Sunday, September 24, 2017

17th-century 'Great British Bake Off' recipes

History Extra

All images are © Wellcome Images

 Hannah Bisaker’s puff pastry, 1692

To make puff paist
 "Take halfe a quortorh of The Finest Flower then mix yo Flower and water
 and Four white of Eggs together, mould up yo paste but not too stiff,
Then role yo Past out into a Sheete. Then lay some Butter in litle Pecies
Till you have Filled yo sheete but doe not lay it Towards The ends to neare,
 Then Dust a little Flower with yo Drudging Box then Fould it up
Twice before you put any more Then doe soe Till yo have put in
a pound keeping it a little dusted very Fine yo put it to yo Butter,
handle it a little Then cut it to yo own

Fancie Lady Ann Fanshawe's icy cream, 1651-1707

To make Icy Cream
 Take three pints of the best cream, boyle it with
a blade of Mace, or else perfume it with orang flower water
 or Amber-Greece, sweeten the Cream, with sugar let it stand
till it is quite cold, then put it into Boxes, ether of Silver
 or tinn then take, Ice chopped into small peeces and
putt it into a tub and set the Boxes in the Ice couering
them all over, and let them stand in the Ice two
hours, and the Cream Will come to be Ice in the Boxes,
then turne them out into a salvar with some of the same
Seasoned Cream, so sarue it up at the Table.

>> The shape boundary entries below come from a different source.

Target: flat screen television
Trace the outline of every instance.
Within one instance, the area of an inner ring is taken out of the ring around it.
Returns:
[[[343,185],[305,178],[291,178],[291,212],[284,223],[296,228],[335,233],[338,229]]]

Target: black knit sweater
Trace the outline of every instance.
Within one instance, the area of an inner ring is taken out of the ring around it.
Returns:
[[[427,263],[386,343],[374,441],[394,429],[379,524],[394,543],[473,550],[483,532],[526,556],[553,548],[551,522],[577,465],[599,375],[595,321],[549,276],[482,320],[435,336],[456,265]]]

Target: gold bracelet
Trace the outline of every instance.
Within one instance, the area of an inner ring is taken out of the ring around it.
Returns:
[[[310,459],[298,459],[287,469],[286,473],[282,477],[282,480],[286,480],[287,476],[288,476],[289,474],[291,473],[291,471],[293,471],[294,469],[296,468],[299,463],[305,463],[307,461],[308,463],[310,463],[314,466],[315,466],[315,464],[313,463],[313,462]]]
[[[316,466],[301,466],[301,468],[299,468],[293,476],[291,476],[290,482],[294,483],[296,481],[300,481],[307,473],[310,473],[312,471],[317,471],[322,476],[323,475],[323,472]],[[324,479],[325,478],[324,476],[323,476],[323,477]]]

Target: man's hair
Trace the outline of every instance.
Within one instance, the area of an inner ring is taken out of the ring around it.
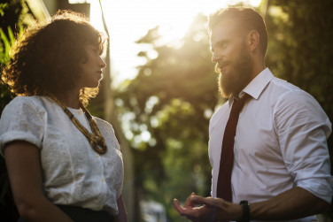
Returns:
[[[252,8],[228,7],[220,9],[209,16],[208,32],[221,20],[230,19],[236,22],[238,28],[247,33],[256,30],[259,34],[259,49],[262,56],[265,57],[267,49],[267,32],[262,16]]]
[[[89,18],[72,11],[58,11],[48,24],[36,24],[16,41],[2,80],[18,96],[65,95],[77,84],[86,48],[96,45],[102,54],[105,39]],[[80,100],[88,104],[98,88],[82,88]]]

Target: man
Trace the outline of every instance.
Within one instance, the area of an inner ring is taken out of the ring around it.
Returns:
[[[193,221],[315,220],[333,195],[328,117],[309,94],[265,68],[266,25],[254,10],[220,10],[209,31],[220,91],[228,98],[210,120],[212,197],[192,194],[174,208]],[[241,101],[230,136],[230,111]]]

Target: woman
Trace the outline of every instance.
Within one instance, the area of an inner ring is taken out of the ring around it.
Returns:
[[[127,221],[113,129],[86,110],[98,91],[105,37],[60,11],[17,42],[3,81],[17,96],[0,122],[20,221]]]

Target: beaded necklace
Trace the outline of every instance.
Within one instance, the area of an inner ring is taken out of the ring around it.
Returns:
[[[83,111],[84,114],[86,115],[93,134],[90,134],[73,115],[73,113],[67,109],[67,107],[56,96],[51,95],[49,95],[48,96],[50,97],[63,109],[63,111],[68,116],[69,119],[71,119],[73,124],[81,131],[81,133],[82,133],[86,136],[87,140],[90,143],[92,149],[94,149],[96,152],[99,154],[105,154],[106,152],[107,147],[105,139],[98,129],[97,124],[95,122],[89,111],[83,106],[83,104],[81,102],[80,108]]]

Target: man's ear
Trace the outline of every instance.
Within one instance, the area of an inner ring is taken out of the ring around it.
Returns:
[[[247,34],[247,43],[250,51],[254,51],[255,49],[259,48],[259,40],[260,35],[256,30],[252,30]]]

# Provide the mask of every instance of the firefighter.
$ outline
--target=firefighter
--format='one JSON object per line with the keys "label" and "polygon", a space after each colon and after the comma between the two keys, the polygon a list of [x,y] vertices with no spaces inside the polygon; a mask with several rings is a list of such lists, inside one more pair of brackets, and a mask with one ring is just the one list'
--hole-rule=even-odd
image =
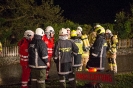
{"label": "firefighter", "polygon": [[107,41],[107,59],[109,70],[117,73],[117,63],[116,63],[116,53],[117,53],[117,44],[118,38],[117,35],[113,35],[111,30],[106,30],[106,41]]}
{"label": "firefighter", "polygon": [[88,69],[94,67],[98,71],[103,71],[105,69],[106,57],[106,40],[104,37],[105,29],[103,27],[98,27],[95,29],[95,32],[97,33],[97,37],[90,48],[90,58],[86,67]]}
{"label": "firefighter", "polygon": [[[96,68],[98,72],[102,72],[105,69],[105,59],[106,59],[106,39],[105,39],[105,29],[103,27],[97,27],[95,29],[96,40],[90,48],[90,56],[87,62],[86,68],[91,70]],[[90,72],[90,71],[89,71]],[[94,86],[92,83],[89,84],[91,87]],[[101,83],[96,84],[98,88],[101,88]]]}
{"label": "firefighter", "polygon": [[72,88],[76,88],[75,74],[72,71],[72,57],[77,55],[77,45],[68,39],[67,30],[65,28],[59,31],[59,40],[55,44],[54,62],[57,66],[59,75],[60,88],[66,88],[66,75]]}
{"label": "firefighter", "polygon": [[81,67],[81,56],[83,54],[83,42],[81,39],[77,37],[77,32],[75,30],[71,31],[71,40],[78,46],[79,52],[77,55],[74,55],[72,66],[73,70],[78,71],[79,67]]}
{"label": "firefighter", "polygon": [[45,88],[46,68],[49,67],[47,46],[42,40],[44,30],[37,28],[29,44],[29,67],[31,88]]}
{"label": "firefighter", "polygon": [[[94,26],[94,30],[96,29],[96,28],[98,28],[98,27],[102,27],[101,25],[99,25],[99,24],[96,24],[95,26]],[[95,31],[92,31],[90,34],[89,34],[89,36],[88,36],[88,40],[89,40],[89,43],[90,43],[90,46],[92,46],[93,44],[94,44],[94,41],[96,40],[96,32]]]}
{"label": "firefighter", "polygon": [[[53,49],[54,49],[54,34],[55,31],[52,26],[47,26],[45,29],[45,35],[42,37],[42,40],[46,43],[47,45],[47,50],[48,50],[48,61],[50,63],[51,67],[51,58],[53,55]],[[49,70],[50,67],[46,69],[46,81],[48,81],[49,78]]]}
{"label": "firefighter", "polygon": [[2,43],[0,42],[0,55],[2,54]]}
{"label": "firefighter", "polygon": [[21,88],[28,88],[28,81],[30,77],[30,68],[28,66],[28,46],[30,41],[34,36],[34,32],[31,30],[26,30],[24,32],[24,37],[18,42],[19,55],[20,55],[20,65],[22,66],[22,76],[21,76]]}
{"label": "firefighter", "polygon": [[83,54],[82,54],[82,66],[80,67],[79,71],[86,71],[87,69],[86,64],[89,60],[89,50],[90,50],[90,44],[88,41],[88,36],[85,31],[82,32],[81,39],[83,41]]}
{"label": "firefighter", "polygon": [[70,28],[66,28],[66,30],[67,30],[67,33],[68,33],[68,39],[70,39],[71,38],[71,29]]}

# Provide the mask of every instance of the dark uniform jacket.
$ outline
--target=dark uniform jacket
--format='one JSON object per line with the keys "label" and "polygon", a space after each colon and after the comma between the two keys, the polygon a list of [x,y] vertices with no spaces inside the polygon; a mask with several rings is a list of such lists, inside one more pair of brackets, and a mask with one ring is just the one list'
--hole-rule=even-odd
{"label": "dark uniform jacket", "polygon": [[98,35],[93,46],[90,49],[90,59],[87,62],[87,68],[97,68],[98,70],[104,70],[106,47],[104,44],[106,40],[103,35]]}
{"label": "dark uniform jacket", "polygon": [[65,75],[72,72],[72,57],[78,53],[77,45],[71,40],[59,39],[55,44],[54,61],[58,74]]}
{"label": "dark uniform jacket", "polygon": [[47,47],[41,36],[35,35],[29,45],[29,67],[47,68],[48,62]]}

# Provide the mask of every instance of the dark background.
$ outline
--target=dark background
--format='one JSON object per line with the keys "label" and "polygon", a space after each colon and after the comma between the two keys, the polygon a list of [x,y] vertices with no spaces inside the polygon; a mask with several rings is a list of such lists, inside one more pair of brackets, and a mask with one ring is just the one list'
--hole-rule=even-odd
{"label": "dark background", "polygon": [[116,13],[130,13],[132,0],[54,0],[59,5],[63,16],[80,24],[113,23]]}

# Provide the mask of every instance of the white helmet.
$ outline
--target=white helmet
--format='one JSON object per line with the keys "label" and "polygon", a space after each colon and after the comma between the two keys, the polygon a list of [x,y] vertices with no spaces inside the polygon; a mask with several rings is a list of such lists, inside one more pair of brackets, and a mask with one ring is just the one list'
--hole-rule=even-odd
{"label": "white helmet", "polygon": [[62,29],[60,29],[60,31],[59,31],[59,35],[60,36],[62,36],[62,35],[67,35],[68,33],[67,33],[67,30],[65,29],[65,28],[62,28]]}
{"label": "white helmet", "polygon": [[81,30],[76,30],[77,34],[80,35],[81,34]]}
{"label": "white helmet", "polygon": [[35,31],[35,34],[43,36],[44,35],[44,30],[42,28],[37,28]]}
{"label": "white helmet", "polygon": [[24,37],[26,38],[26,39],[29,39],[31,36],[33,36],[34,35],[34,32],[32,31],[32,30],[26,30],[25,32],[24,32]]}
{"label": "white helmet", "polygon": [[107,29],[106,33],[112,34],[111,30]]}
{"label": "white helmet", "polygon": [[47,26],[46,29],[45,29],[45,32],[47,33],[54,33],[54,29],[52,26]]}
{"label": "white helmet", "polygon": [[79,26],[79,27],[77,27],[77,30],[80,30],[80,31],[82,31],[83,29]]}

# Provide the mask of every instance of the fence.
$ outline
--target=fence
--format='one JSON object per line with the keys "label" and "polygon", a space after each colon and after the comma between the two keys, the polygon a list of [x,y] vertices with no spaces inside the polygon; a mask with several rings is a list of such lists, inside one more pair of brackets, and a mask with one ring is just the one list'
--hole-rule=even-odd
{"label": "fence", "polygon": [[[133,48],[133,39],[122,39],[119,40],[118,48]],[[4,46],[2,57],[8,57],[8,56],[18,56],[18,46]]]}

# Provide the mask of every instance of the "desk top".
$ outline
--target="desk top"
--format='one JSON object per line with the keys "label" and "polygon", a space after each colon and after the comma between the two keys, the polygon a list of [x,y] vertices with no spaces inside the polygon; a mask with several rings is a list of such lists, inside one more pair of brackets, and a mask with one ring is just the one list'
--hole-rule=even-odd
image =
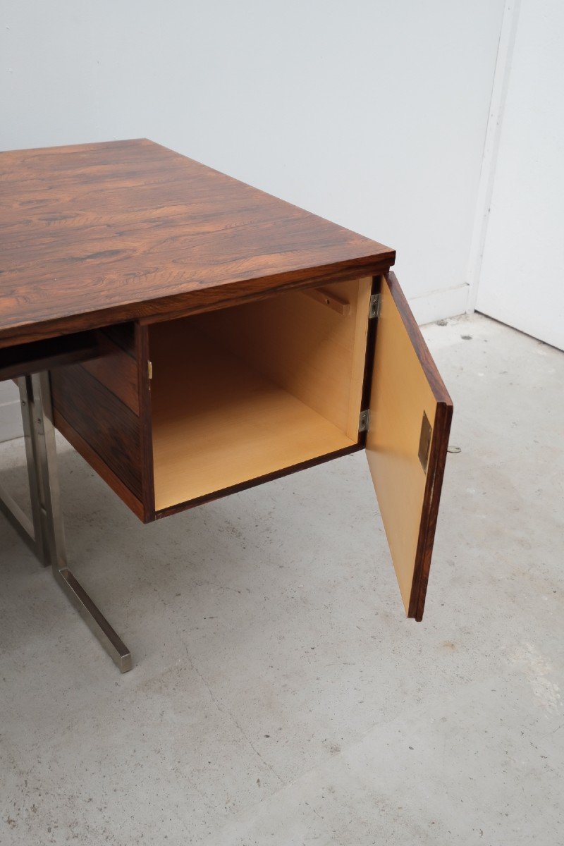
{"label": "desk top", "polygon": [[375,273],[394,258],[147,139],[0,153],[0,347]]}

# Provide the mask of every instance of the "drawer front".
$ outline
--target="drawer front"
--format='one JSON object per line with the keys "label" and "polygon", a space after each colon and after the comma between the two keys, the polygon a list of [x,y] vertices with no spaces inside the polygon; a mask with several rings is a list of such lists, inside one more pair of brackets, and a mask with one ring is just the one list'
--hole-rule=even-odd
{"label": "drawer front", "polygon": [[51,371],[53,422],[141,519],[147,519],[140,367],[131,324],[100,333],[100,354]]}

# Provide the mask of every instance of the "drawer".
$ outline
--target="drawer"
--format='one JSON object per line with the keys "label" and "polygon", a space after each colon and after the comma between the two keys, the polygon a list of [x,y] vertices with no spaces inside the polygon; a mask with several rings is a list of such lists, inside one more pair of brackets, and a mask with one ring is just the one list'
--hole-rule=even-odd
{"label": "drawer", "polygon": [[54,423],[140,519],[366,448],[421,618],[452,404],[393,274],[102,335],[51,371]]}

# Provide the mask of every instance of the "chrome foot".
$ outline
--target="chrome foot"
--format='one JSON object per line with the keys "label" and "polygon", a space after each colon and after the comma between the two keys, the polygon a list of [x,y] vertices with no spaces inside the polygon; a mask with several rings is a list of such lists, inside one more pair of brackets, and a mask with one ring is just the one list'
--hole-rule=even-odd
{"label": "chrome foot", "polygon": [[63,512],[57,474],[48,373],[18,380],[22,407],[32,521],[0,489],[0,511],[44,566],[51,564],[56,581],[121,673],[132,667],[131,652],[67,566]]}

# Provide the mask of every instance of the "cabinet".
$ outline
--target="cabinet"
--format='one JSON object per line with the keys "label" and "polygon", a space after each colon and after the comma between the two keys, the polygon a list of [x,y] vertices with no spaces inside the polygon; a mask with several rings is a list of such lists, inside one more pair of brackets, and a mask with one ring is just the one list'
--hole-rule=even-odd
{"label": "cabinet", "polygon": [[51,371],[55,426],[145,523],[364,449],[420,620],[452,404],[396,277],[231,299],[98,330]]}

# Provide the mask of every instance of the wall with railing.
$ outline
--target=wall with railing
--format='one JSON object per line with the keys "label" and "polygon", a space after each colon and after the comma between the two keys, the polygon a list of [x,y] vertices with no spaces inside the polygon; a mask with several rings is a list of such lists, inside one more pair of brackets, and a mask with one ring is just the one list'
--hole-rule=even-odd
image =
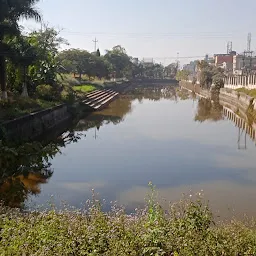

 Lady Ann Fanshawe's sugar cakes, 1651-1707

To make Sugar Cakes
 Take 2 pound of Butter, one pound of fine Sugar, the yolkes of nine
Egs, a full Spoonfull of Mace beat & searsed [sifted], as much Flower as this
will well wett making them so stiffe as you may rowle it out, then
with the Cup of a glasse of what Size you please cutt
them into round Cakes; pricke them and bake them.

 Orange pudding c1685-c1725

To make Orange Pudding
 Take 2 Oranges pare them and cut them in little pieces,
then take 12 Ounces of fine Sugar, beat them in a stone morter,
put to them 12 Ounces of butter and 12 Yolkes of Eggs,
 and beat all these together, then make a very good paste,
and lay a sheet of paste upon a dish and so lay on your pudding,
and cover it with another sheet of paste,
 and set it in the oven, an hour will bake it

 How to Cook a Husband (c1710-1725)

How to Cook a Husband

 As Mr Glass said of the hare, you must first catch him. Having done so, the mode of cooking him, so as to make a good dish of him, is as follows. Many good husbands are spoiled in the cooking; some women go about it as if their husbands were bladders, and blow them up. Others keep them constantly in hot water, while others freeze them by conjugal coldness. Some smother them with hatred, contention and variance, and some keep them in pickle all their lives. These women always serve them up with tongue sauce. Now it cannot be supposed that husbands will be tender and good if managed in that way. But they are, on the contrary, very delicious when managed as follows: Get a large jar called the jar of carefulness, (which all good wives have on hand), place your husband in it, and set him near the fire of conjugal love; let the fire be pretty hot, but especially let it be clear - above all, let the heat be constant. Cover him over with affection, kindness and subjection. Garnish with modest, becoming familiarity, and the spice of pleasantry; and if you had kisses and other confectionaries let them be accompanied with a sufficient portion of secrecy, mixed with prudence and moderation. We would advise all good wives to try this receipt and realise how admirable a dish a husband is when properly cooked.


  1. My favorite is how to cook a husband. What a sweet story. We have so many recipes today on how to behave. Thanks for sharing.

    1. I'm glad you enjoyed the post, Ann. Thanks so much for commenting.

  2. I love this! Especially the last recipe!!